La question même de l’investissement, massif ou non, est bien plus compliquée qu’à l’époque de Rostow. Les multinationales ou transnationales, les fonds souverains, les hedge funds, etc., déplacent des milliards de dollars sans qu’il s’agisse de stratégies nationales de développement. Renault investit un milliard de dollars à Tanger non pas pour que le Maroc puisse «émerger», mais parce que cela cadre parfaitement avec la stratégie de la marque au losange. De plus, à l’époque de l’actionnariat anonyme, on ne sait plus à qui appartient quoi. Qu’importe au Koweit d’être ou de ne pas être émergent, si les Koweitiens possèdent une bonne partie de Wall Street ?

Un concept à revoir

Cela dit, si on oublie Rostow, si on renvoie le découplage préconisé par Samir Amin aux vieilles lunes (fussent-elles toujours présentes dans le vocabulaire altermondialiste) et si on tient compte des effets de la mondialisation, est-il quand même possible de dire aujourd’hui ce qu’est un pays émergent ? Dans un discours prononcé en février 2002 au séminaire HEC-Eurasia Institute par Jacques de Larosière, celui-ci définit les pays émergents comme «ceux des pays en développement qui pratiquent l’économie de marché et ont accès aux financements internationaux». Si même l’ancien Directeur Général du FMI ne dispose pas d’une définition moins floue, qui pourrait en fournir une ?
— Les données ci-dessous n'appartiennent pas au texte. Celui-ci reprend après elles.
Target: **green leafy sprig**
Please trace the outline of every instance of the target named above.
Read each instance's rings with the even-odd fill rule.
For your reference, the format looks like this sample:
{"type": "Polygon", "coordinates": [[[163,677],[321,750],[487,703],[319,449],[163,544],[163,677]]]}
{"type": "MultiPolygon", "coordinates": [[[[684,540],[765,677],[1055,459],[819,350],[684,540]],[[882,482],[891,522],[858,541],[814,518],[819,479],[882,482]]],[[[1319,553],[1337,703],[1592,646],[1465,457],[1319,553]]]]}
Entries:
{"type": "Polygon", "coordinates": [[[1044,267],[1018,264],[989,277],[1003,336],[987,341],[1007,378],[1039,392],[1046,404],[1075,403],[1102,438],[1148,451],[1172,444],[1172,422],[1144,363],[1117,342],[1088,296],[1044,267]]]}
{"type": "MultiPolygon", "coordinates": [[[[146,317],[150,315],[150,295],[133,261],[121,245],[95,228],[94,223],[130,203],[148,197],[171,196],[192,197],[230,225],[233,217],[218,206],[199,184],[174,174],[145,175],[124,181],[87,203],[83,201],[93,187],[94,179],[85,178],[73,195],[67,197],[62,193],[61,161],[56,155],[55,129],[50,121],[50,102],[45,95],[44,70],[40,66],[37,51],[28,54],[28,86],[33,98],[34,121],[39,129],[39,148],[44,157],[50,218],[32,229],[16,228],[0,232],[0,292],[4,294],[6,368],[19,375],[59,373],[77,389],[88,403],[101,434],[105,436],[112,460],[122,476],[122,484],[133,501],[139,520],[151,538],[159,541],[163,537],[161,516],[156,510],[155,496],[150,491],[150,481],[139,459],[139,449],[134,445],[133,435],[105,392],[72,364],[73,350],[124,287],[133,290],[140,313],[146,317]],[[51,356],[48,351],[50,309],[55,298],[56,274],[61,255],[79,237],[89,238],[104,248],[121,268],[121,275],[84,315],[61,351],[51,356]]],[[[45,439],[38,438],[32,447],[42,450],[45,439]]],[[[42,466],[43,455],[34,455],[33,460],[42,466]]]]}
Bien sûr, il est toujours possible d’aligner une liste de critères et de décider arbitrairement que tout pays qui remplit ces conditions sera dit «émergent». On pourrait choisir des critères exprimant le passage d’un type de production agraire à un type industriel ; l’ouverture au marché mondial et aux flux internationaux de capitaux ; des critères plus flous qui reflèteraient un bon climat juridique et institutionnel, une bonne gouvernance, etc. Surtout, il faudrait un rythme de croissance du PNB par tête qui puisse faire envisager la convergence avec le PNB des pays de l’O.C.D.E. Mais cela ne résoudrait pas la question fondamentale évoquée plus haut et liée à la mondialisation : quand un pays émerge, certains sont sur le pont et font la fête et d’autres sont en fond de cale et boive la tasse. Que signifie alors la notion d’émergence ? La mondialisation met à mal les solidarités de toute sorte qui s’exercent au sein d’un même pays et qui font ce pays. Et ça, ça ne dépend pas des investisseurs, des planificateurs ou des chefs d’État étranger en visite. A la demande de Bouteflika, tout ce qu’aurait pu répondre Sarkozy est :

- Vous aider à émerger ? Désolé, je ne sais pas ce que ça veut dire. Et de toute façon, ça ne dépend pas de moi… Mais on imagine mal Sarkozy faire une telle réponse.